De aandelen in de gemeenschap zijn vastgesteld aan de hand van de verhouding in oppervlakte van de voor uitsluitend gebruik bestemde gedeelten, blijkens een berekening die aan deze akte wordt gehecht.
(…)
Artikel 17
1. Tot de gemeenschappelijke gedeelten en de gemeenschappelijke zaken worden onder meer gerekend, voorzover aanwezig:
a. de grond, de funderingen, de dragende muren, de kolommen, het geraamte van het gebouw, de gevels (daaronder begrepen de gevelbeplatingen en dilataties), de galerijen, de daken (inclusief de waterkerende lagen), de dakbedekking, de schoorstenen, de rook- en ventilatiekanalen, de leidingschachten, alsmede de vloeren en de wanden die de scheiding vormen tussen gemeenschappelijke gedeelten of tussen (een) gemeenschappelijk(e) gedeelte(n) en (een) privé gedeelte(n) of tussen privé gedeelten;
b. het hek- en traliewerk (voorzover geen privéafscheiding), de borstweringen, de (vlucht-)trappen, de containerruimten, de ruimten voor de energievoorzieningen, de verwarmingsinstallatie en de warmwaterinstallatie (voorzover geen eigendom van derden) en de vuilcontainers;
(…)
Tot de gemeenschappelijke gedeelten en de gemeenschappelijke zaken worden niet gerekend:
a. de leidingen voor:
- de afvoer van hemelwater, gootwater en fecaliën, voorzover uitsluitend dienstbaar aan één privé gedeelte,
- het transport van gas, water, elektriciteit en telefoon-, audio- en videosignalen in een privé gedeelte vanaf de meterkast;
b. de installaties met de daarbij behorende leidingen, voorzieningen en overige werken voor de zelfstandige verwarming en koeling van een privé gedeelte;
c. al die zaken die bestemd zijn om uitsluitend te worden gebruikt door de eigenaar of gebruiker van - of uitsluitend dienstbaar zijn aan één privégedeelte, voorzover niet anders in het reglement vermeld of met inachtneming van het bepaalde in artikel 18 als zodanig gekwalificeerd.
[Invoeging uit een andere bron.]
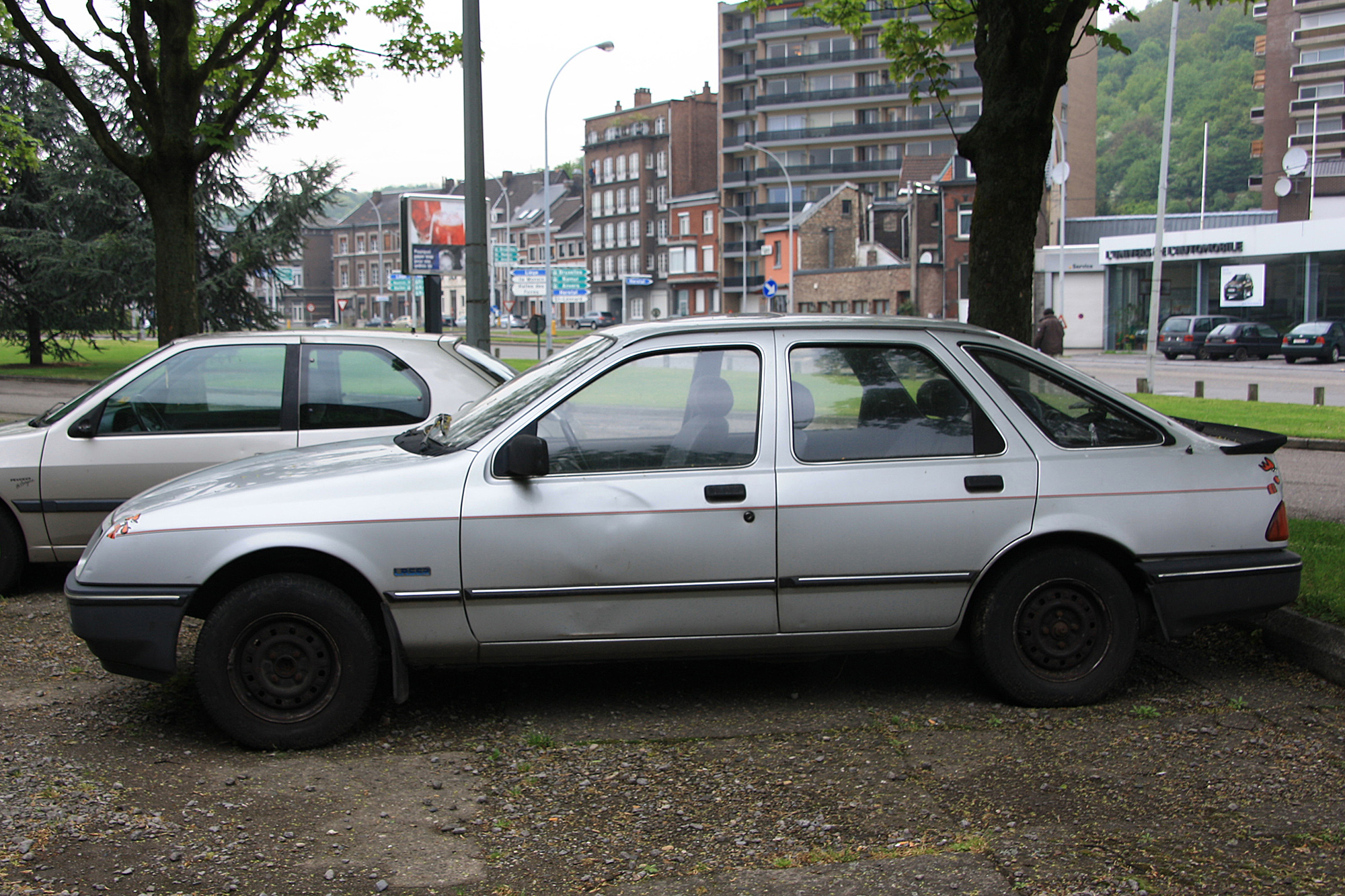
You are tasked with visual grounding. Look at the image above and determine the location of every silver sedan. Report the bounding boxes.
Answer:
[66,316,1301,748]
[0,331,512,592]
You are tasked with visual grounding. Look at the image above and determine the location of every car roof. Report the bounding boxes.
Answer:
[603,313,1003,341]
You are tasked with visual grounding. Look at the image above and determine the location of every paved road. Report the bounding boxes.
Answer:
[1064,351,1345,406]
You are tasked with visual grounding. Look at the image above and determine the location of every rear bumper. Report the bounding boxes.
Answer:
[66,571,196,681]
[1139,549,1303,638]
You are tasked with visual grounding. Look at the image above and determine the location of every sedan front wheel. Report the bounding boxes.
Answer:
[971,548,1139,706]
[196,575,378,749]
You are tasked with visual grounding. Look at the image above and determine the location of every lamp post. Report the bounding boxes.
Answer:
[724,206,748,311]
[542,40,616,356]
[742,140,798,313]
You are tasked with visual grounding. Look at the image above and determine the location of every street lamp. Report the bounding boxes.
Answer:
[742,140,798,313]
[542,40,616,356]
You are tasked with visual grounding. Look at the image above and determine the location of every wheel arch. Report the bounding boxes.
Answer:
[958,530,1158,638]
[187,548,401,659]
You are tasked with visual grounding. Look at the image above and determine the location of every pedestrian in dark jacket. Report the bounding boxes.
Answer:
[1032,308,1065,358]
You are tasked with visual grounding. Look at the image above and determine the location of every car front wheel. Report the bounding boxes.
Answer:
[196,573,378,749]
[971,548,1139,706]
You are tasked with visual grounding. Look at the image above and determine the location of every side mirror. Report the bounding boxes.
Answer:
[495,432,551,479]
[66,405,102,438]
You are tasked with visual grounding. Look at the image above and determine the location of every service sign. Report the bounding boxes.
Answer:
[401,194,467,274]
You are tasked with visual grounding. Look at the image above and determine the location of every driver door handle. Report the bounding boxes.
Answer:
[705,483,748,505]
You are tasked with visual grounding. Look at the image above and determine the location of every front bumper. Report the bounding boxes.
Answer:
[66,571,196,681]
[1139,549,1303,638]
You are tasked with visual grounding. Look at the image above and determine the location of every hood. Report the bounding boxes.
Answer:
[114,436,475,532]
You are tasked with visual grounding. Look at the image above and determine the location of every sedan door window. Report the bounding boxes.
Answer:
[98,344,286,436]
[537,348,761,474]
[299,345,429,429]
[968,348,1163,448]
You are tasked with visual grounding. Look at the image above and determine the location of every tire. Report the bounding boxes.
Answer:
[196,573,378,749]
[0,509,28,596]
[971,548,1139,706]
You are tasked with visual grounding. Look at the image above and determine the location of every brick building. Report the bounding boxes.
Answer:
[576,83,718,320]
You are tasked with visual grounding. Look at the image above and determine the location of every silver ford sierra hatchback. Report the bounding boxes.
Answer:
[66,316,1301,748]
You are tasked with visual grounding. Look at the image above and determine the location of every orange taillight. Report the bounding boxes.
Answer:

3. De in het tweede lid bedoelde zaken maken deel uit van het desbetreffende privé gedeelte.
4. Op nieuwe gemeenschappelijke gedeelten en zaken, zoals nieuwe gemeenschappelijke installaties, is het voorgaande van toepassing, met ingang van de dag van aanbrenging daarvan.
Artikel 22
1. Iedere op-, aan-, onder- of bijbouw zonder voorafgaande toestemming van de vergadering is verboden.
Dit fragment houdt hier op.